Real-Time Testing of Conditional Access in Privileged Identity Management for Groups 

Testing the implementation of a Conditional Access policy in PIM for Groups can be done during the activation of PIM roles. If a Conditional Access policy is enabled, you may encounter the following error message indicating the need for additional verifications.  

“A Conditional Access policy is enabled and may require additional verification.” 

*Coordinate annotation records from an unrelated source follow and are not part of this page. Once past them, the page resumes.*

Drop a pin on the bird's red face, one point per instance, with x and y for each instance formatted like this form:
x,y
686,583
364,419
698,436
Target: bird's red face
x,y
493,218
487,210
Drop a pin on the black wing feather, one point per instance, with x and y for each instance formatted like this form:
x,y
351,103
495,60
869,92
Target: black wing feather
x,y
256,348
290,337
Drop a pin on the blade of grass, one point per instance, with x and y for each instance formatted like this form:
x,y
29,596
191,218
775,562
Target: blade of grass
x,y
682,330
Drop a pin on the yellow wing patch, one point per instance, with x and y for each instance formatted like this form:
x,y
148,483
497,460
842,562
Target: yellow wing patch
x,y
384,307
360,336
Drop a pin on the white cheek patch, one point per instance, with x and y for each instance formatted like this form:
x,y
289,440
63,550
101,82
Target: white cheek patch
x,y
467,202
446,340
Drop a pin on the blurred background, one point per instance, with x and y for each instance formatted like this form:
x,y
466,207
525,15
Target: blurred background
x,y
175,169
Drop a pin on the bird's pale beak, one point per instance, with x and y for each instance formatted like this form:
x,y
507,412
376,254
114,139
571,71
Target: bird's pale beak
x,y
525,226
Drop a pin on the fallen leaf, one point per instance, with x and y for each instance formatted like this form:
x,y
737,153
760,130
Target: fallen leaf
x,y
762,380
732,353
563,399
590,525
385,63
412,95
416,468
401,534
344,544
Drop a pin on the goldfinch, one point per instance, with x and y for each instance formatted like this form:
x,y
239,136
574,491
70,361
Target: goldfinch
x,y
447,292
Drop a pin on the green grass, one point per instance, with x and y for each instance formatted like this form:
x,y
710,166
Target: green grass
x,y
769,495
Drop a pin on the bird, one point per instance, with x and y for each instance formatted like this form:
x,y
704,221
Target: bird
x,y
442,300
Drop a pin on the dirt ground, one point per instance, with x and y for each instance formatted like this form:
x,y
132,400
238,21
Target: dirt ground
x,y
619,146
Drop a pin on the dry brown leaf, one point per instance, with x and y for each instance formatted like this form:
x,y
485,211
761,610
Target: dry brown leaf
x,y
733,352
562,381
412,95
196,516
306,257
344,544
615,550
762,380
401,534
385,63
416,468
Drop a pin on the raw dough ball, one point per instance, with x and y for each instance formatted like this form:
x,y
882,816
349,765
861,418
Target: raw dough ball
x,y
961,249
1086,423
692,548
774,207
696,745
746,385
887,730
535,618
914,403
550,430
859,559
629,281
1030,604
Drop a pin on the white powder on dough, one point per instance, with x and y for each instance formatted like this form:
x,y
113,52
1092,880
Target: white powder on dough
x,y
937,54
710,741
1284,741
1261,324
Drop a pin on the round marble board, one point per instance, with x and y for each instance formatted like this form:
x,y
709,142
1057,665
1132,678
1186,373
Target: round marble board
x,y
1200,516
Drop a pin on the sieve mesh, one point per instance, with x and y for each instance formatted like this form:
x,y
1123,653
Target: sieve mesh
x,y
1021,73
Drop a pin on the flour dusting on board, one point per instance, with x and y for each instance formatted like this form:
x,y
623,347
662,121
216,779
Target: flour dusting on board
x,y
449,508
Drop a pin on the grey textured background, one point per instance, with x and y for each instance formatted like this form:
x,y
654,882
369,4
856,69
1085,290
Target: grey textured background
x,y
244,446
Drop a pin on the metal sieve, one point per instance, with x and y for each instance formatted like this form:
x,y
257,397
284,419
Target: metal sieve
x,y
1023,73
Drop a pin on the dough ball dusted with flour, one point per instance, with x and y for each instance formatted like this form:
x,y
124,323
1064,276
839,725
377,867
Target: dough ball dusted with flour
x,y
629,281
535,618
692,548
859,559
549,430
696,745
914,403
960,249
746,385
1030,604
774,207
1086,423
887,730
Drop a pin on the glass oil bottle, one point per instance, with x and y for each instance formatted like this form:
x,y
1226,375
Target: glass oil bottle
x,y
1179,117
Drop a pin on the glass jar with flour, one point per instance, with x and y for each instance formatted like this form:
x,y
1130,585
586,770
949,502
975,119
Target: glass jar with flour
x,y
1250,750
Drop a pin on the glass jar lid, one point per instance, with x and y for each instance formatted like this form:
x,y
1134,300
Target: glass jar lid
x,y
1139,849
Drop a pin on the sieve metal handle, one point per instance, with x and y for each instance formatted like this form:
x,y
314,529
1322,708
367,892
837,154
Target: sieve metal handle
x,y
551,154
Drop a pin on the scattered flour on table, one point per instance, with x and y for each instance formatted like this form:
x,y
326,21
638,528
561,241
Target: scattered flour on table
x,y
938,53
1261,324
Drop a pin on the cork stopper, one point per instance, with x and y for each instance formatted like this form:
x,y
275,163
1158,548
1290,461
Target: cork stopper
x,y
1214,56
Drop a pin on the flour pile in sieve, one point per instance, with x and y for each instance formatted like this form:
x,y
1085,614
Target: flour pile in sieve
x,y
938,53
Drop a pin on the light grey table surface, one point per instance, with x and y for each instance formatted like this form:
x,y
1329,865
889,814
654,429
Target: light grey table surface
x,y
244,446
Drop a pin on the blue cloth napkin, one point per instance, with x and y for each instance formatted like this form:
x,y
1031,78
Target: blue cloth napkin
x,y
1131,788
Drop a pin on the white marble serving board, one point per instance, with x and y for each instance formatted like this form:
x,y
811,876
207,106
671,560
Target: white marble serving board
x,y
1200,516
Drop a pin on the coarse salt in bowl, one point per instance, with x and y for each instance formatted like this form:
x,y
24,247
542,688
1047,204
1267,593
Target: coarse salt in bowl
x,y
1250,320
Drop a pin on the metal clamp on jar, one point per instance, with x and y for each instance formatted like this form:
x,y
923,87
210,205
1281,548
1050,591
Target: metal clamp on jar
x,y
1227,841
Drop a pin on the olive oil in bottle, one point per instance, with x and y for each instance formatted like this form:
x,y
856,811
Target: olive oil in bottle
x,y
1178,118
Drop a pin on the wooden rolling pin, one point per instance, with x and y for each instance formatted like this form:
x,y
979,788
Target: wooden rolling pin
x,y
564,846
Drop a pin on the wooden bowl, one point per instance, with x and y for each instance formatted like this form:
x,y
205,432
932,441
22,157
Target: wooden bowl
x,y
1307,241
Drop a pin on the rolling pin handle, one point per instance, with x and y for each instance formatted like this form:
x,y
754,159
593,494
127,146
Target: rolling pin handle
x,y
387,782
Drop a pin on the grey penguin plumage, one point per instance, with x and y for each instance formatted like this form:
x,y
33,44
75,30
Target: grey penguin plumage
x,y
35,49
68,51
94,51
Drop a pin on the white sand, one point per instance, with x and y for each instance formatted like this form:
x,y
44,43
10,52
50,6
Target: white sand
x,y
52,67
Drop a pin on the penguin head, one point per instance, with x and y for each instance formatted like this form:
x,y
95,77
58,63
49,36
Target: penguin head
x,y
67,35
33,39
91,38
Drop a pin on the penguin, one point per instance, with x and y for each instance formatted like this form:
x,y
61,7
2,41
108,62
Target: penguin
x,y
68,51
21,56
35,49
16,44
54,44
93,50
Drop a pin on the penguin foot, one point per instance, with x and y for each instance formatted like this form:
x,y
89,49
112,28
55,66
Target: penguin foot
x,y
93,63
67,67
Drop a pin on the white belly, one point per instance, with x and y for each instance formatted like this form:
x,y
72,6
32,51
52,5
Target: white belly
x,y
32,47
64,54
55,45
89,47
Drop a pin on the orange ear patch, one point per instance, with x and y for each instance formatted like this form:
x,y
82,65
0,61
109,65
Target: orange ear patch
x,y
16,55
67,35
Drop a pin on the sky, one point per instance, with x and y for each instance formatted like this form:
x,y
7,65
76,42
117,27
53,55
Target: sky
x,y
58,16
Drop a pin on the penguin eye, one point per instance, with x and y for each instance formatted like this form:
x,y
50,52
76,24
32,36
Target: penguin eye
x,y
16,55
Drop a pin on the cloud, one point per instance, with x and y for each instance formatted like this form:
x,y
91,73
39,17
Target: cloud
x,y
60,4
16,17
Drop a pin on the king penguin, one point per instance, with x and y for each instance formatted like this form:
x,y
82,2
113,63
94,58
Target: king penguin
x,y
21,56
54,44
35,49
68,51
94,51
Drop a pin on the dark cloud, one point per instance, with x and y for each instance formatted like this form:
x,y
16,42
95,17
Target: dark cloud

Benefits of Combining Conditional Access with PIM

Implementing CA policies in PIM for groups offers several key benefits: 

• Robust Security Framework: The combination of Microsoft Entra PIM with authentication context creates a robust security framework for privileged identities within organizations. 
• User Access Evaluation: You can use Conditional Access authentication context when a user seeks access to a privileged role or resource. It assesses whether the user fulfills the security requirements for that role and grants just-in-time access. 
• Enhanced Monitoring and Tracking: Authentication context enables organizations to monitor and track user access to privileged roles or resources. This heightened visibility provides valuable insights into potential security threats and ensures compliance. 

Conclusion:  

In summary, Conditional Access policies for PIM offer a robust Microsoft 365 security framework for groups. You can also customize the CA policies as per your needs to enhance the PIM group security. In addition, you can create access reviews for PIM groups to ensure that only authorized users maintain ongoing access and promptly eliminate unauthorized ones. 

We hope this blog has simplified the process of integrating Conditional Access policies in Privileged Identity Management for groups. Feel free to share your thoughts and questions in the comments section.